Differs from fundamental analysis, traders attempt to identify opportunities by looking at statistical trends, such as movements in a stock’s price and volume data. The core assumption is that all known fundamentals are factored into price, thus there is no need to pay close attention to them.
The objective is not to predict the future or to measure a security’s intrinsic value, but to identify the most likely scenarios. Price action is used as an indication of how market participants have acted in the past, identify patterns, and suggest how they may act in the future.
Popular technical analysis signals include simple moving averages, support and resistance levels, trendlines and momentum indicators.
Understanding Picking Strategy
Many investors who want to evaluate long-term investment decisions start with a fundamental analysis of a company, an individual stock, or the market as a whole. For example, a trader might review Crude Oil Inventories to form an assumption about whether the oil market supply will increase or decrease in the future, causing the price of Crude Oil to move up or down in the future. This trader might choose to buy oil now with the assumption that prices will move higher based on his fundamental analysis from the inventories report.
To perform a fundamental analysis, investors will review a company’s financial statements, historical data, investor conference calls, press releases, analyst reports, and analyst estimates. Apart from that, investors also analyse broader scope of the stock market to review political and economic factors, including the overall strength of the economy and specific industry sector conditions.
Analysts and investors use data on market activity such as historical returns, stock prices, and volume of trades to chart patterns in securities movement. While fundamental analysis attempts to show the intrinsic value of a security or specific market, technical data is meant to provide insight on the future activity of securities or the market as a whole. Investors and analysts who use technical analysis feel strongly that future performance can be determined by reviewing patterns based on past performance data.

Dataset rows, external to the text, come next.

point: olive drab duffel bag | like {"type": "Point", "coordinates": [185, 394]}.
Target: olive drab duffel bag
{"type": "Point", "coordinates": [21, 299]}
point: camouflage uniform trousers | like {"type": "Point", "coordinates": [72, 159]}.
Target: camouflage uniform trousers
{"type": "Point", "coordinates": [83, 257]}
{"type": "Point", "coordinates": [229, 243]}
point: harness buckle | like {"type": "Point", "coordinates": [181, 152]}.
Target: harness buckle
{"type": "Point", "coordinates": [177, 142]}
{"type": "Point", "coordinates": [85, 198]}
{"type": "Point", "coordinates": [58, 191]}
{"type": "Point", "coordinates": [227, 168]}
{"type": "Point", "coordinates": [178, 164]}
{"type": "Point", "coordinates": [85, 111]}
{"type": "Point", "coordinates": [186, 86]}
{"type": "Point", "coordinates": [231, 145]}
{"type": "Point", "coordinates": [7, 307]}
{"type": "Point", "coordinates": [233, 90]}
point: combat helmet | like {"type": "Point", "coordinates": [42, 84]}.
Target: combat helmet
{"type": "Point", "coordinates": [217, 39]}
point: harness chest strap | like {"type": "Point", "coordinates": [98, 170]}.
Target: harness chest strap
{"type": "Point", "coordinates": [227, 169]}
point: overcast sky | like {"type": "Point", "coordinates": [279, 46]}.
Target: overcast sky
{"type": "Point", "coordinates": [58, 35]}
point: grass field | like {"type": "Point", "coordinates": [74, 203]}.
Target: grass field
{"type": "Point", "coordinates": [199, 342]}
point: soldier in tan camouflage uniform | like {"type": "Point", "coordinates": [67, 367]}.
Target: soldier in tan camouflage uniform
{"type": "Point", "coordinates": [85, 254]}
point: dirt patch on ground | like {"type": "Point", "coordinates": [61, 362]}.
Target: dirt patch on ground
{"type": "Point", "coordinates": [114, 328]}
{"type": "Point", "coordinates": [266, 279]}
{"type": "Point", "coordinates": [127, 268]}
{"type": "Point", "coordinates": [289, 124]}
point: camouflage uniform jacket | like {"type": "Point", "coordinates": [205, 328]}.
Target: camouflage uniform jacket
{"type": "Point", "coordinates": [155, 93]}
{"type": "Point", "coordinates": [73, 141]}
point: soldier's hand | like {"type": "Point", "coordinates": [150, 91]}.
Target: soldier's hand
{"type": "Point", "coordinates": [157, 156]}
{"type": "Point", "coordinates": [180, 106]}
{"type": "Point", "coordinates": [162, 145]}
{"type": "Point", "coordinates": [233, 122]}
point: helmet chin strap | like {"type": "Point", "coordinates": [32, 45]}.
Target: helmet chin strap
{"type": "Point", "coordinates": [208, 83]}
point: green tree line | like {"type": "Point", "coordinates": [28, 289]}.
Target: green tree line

Technical analysis uses patterns on a chart created by price to determine where the market is moving. The movement of price is tracked on charts with various indicators or patterns to help determine where price is going to move next. Technical analysis uses the visual representation of price to help illustrate where price is and where it may move in the future.
Popular technical analysis signals include simple moving averages, support and resistance levels, trendlines and momentum indicators. (We at Golden Brokers Limited also had discussed on some of these indicators and can be read on our Blog section).
Using Fundamental and Technical Analysis Together
While each form of analysis relies on different data and different assumptions, since they are both referencing the same market the information provided can be used together to build a more complete analysis and a bigger picture view of the market you want to trade.
Fundamental analysis is most often used when determining the quality of long-term investments in a wide array of securities and markets, while technical analysis is used more in the review of short-term investment decisions such as active trading of stocks or currencies.